This function lets the user do one hot encoding on a variable with comma separated values
Arguments
- df
Dataframe. May contain one or more columns with comma separated values which will be separated as one hot encoding
- ...
Variables. Which variables to split into new columns?
- sep
Character. Which regular expression separates the elements?
- noval
Character. No value text
- remove
Boolean.
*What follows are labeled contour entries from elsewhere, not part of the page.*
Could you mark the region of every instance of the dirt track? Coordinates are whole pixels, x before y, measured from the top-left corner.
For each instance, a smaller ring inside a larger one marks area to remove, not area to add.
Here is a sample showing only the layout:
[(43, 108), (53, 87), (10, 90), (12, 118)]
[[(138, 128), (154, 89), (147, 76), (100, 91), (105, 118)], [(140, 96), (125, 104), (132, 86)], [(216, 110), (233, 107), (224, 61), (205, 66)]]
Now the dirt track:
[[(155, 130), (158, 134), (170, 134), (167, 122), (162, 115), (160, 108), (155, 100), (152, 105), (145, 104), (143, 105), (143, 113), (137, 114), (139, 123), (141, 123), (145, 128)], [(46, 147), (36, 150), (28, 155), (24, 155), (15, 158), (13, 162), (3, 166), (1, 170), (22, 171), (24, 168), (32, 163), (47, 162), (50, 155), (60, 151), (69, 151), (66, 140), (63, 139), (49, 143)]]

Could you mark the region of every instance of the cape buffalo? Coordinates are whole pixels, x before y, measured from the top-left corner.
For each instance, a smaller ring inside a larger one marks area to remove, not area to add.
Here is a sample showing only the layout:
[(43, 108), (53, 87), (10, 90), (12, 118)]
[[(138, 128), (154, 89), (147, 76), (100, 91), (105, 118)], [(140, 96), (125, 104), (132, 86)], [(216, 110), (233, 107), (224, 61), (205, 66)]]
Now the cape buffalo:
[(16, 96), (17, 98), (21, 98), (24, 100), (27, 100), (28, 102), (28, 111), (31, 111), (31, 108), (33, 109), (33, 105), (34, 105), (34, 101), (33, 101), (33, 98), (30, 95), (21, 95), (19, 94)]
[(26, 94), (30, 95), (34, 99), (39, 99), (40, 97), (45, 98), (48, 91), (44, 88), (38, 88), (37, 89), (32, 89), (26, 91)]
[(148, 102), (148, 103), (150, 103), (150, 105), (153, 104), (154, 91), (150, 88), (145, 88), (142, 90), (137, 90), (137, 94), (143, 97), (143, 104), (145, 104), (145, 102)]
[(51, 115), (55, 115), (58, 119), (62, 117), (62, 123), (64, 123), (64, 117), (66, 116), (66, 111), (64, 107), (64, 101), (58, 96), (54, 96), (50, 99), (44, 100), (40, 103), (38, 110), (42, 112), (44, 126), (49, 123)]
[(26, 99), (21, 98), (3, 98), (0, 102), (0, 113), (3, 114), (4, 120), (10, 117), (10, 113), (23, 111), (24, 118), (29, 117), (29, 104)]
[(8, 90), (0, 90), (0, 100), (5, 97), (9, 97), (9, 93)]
Remove original variables?
Value
data.frame on which all features are numerical by nature or transformed with one hot encoding.
See also
Other Data Wrangling:
balance_data()
,
categ_reducer()
,
cleanText()
,
date_cuts()
,
date_feats()
,
file_name()
,
formatHTML()
,
holidays()
,
impute()
,
left()
,
normalize()
,
num_abbr()
,
ohse()
,
quants()
,
removenacols()
,
replaceall()
,
replacefactor()
,
textFeats()
,
textTokenizer()
,
vector2text()
,
year_month()
,
zerovar()
Other One Hot Encoding:
date_feats()
,
holidays()
,
ohse()
Examples
df <- data.frame(
id = c(1:5),
x = c("AA, D", "AA,B", "B, D", "A,D,B", NA),
z = c("AA+BB+AA", "AA", "BB, AA", NA, "BB+AA")
)
ohe_commas(df, x, remove = TRUE)
#> # A tibble: 5 × 7
#> id z x_AA x_D x_B x_A x_NoVal
#> <int> <chr> <lgl> <lgl> <lgl> <lgl> <lgl>
#> 1 1 AA+BB+AA TRUE TRUE FALSE FALSE FALSE
#> 2 2 AA TRUE FALSE TRUE FALSE FALSE
#> 3 3 BB, AA FALSE TRUE TRUE FALSE FALSE
#> 4 4 NA FALSE TRUE TRUE TRUE FALSE
#> 5 5 BB+AA FALSE FALSE FALSE FALSE TRUE
ohe_commas(df, z, sep = "\\+")
#> # A tibble: 5 × 6
#> id x z z_AA z_BB `z_AA, AA, BB, AA, NoVal, BB`
#> <int> <chr> <chr> <lgl> <lgl> <lgl>
#> 1 1 AA, D AA+BB+AA TRUE TRUE FALSE
#> 2 2 AA,B AA TRUE FALSE FALSE
#> 3 3 B, D BB, AA FALSE FALSE FALSE
#> 4 4 A,D,B NA FALSE FALSE FALSE
#> 5 5 NA BB+AA TRUE TRUE FALSE
ohe_commas(df, x, z)
#> # A tibble: 5 × 13
#> id x z x_AA z_D x_B z_A x_NoVal `x_AA+BB+AA` z_AA x_BB
#> <int> <chr> <chr> <lgl> <lgl> <lgl> <lgl> <lgl> <lgl> <lgl> <lgl>
#> 1 1 AA, D AA+BB+AA TRUE TRUE FALSE FALSE FALSE TRUE FALSE FALSE
#> 2 2 AA,B AA TRUE FALSE TRUE FALSE FALSE FALSE TRUE FALSE
#> 3 3 B, D BB, AA FALSE TRUE TRUE FALSE FALSE FALSE TRUE TRUE
#> 4 4 A,D,B NA FALSE TRUE TRUE TRUE FALSE FALSE FALSE FALSE
#> 5 5 NA BB+AA FALSE FALSE FALSE FALSE TRUE FALSE FALSE FALSE
#> # ℹ 2 more variables: z_NoVal <lgl>, `x_BB+AA` <lgl>